Seems like a relatively simple task, especially in the state that invented computers. But it's been chaos, and it’s gone on for months, as thousands of Californians have waited desperately for someone, anyone, to come to the rescue. Does somebody need to host another conference in Hawaii to get legislators interested in finding a fix?
“What’s happening is that the Democratic establishment is failing our state,” Faulconer said. “Where’s the plan for schools to open? Where’s the plan to make sure the power doesn’t shut off when the wind blows? … Homelessness is skyrocketing, and it’s not acceptable to have people live and die on our streets.”

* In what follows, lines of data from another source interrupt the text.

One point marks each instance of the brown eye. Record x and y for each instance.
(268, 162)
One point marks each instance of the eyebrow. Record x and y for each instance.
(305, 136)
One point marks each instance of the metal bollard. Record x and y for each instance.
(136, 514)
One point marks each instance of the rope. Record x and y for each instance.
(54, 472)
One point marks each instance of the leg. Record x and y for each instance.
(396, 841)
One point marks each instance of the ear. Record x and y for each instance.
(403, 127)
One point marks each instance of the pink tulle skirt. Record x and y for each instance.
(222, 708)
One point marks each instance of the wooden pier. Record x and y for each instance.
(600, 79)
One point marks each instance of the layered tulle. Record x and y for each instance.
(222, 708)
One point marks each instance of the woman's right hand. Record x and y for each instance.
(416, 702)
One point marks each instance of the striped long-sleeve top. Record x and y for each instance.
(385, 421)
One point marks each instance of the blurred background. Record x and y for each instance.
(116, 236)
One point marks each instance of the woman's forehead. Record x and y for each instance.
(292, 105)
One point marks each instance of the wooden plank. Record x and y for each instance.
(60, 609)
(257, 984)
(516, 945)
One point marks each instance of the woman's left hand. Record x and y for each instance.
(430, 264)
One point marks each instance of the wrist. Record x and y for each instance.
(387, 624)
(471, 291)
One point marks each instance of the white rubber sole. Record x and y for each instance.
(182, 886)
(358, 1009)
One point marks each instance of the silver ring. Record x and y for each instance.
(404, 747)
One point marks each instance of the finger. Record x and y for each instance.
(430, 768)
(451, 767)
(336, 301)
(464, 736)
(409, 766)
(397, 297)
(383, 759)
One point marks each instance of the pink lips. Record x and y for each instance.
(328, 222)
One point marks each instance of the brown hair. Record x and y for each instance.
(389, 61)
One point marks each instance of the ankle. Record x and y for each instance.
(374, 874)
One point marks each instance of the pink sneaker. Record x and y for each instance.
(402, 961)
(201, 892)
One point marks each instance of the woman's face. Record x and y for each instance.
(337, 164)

Earlier this year, Faulconer noted, when the state homeless population increased, San Diego’s decreased. He invited me to visit and find out more about his city’s approach, and I’m happy to take him up on the offer.
But I want to get back to the virus, because Faulconer’s issues with the governor go beyond his trip to the French Laundry restaurant in Napa Valley. Residents and business owners have been confused by mixed messages about what they can and can’t do, about how long some businesses will be open and how long it’ll be before they’re closed yet again, Faulconer said.
Newsom and state leaders are “failing because of the constant changing of the rules…. People are angry and want to know that we’re following a clear set of objectives,” Faulconer said. “I’ve been very vocal that we have to keep people safe and we have to do everything in terms of masking and social distancing, but people are at their wits' end.”
To be fair, that is the nature of a pandemic. It makes sense to adjust the rules, depending on surge levels, to protect lives.
But that’s why Newsom’s lapse is so egregious, especially as the number of cases and the fears of a greater shutdown are on the rise. He put all of us at greater risk because Californians who have refused to wear masks and resisted COVID-19 restrictions are only going to be more emboldened by his hypocritical messaging, as evidenced by those who showed up at this week’s Orange County Board of Supervisors meeting and lashed out at Newsom.
I don’t care how good Newsom’s dinner might have been.
It wasn’t worth it, and the whole state got indigestion.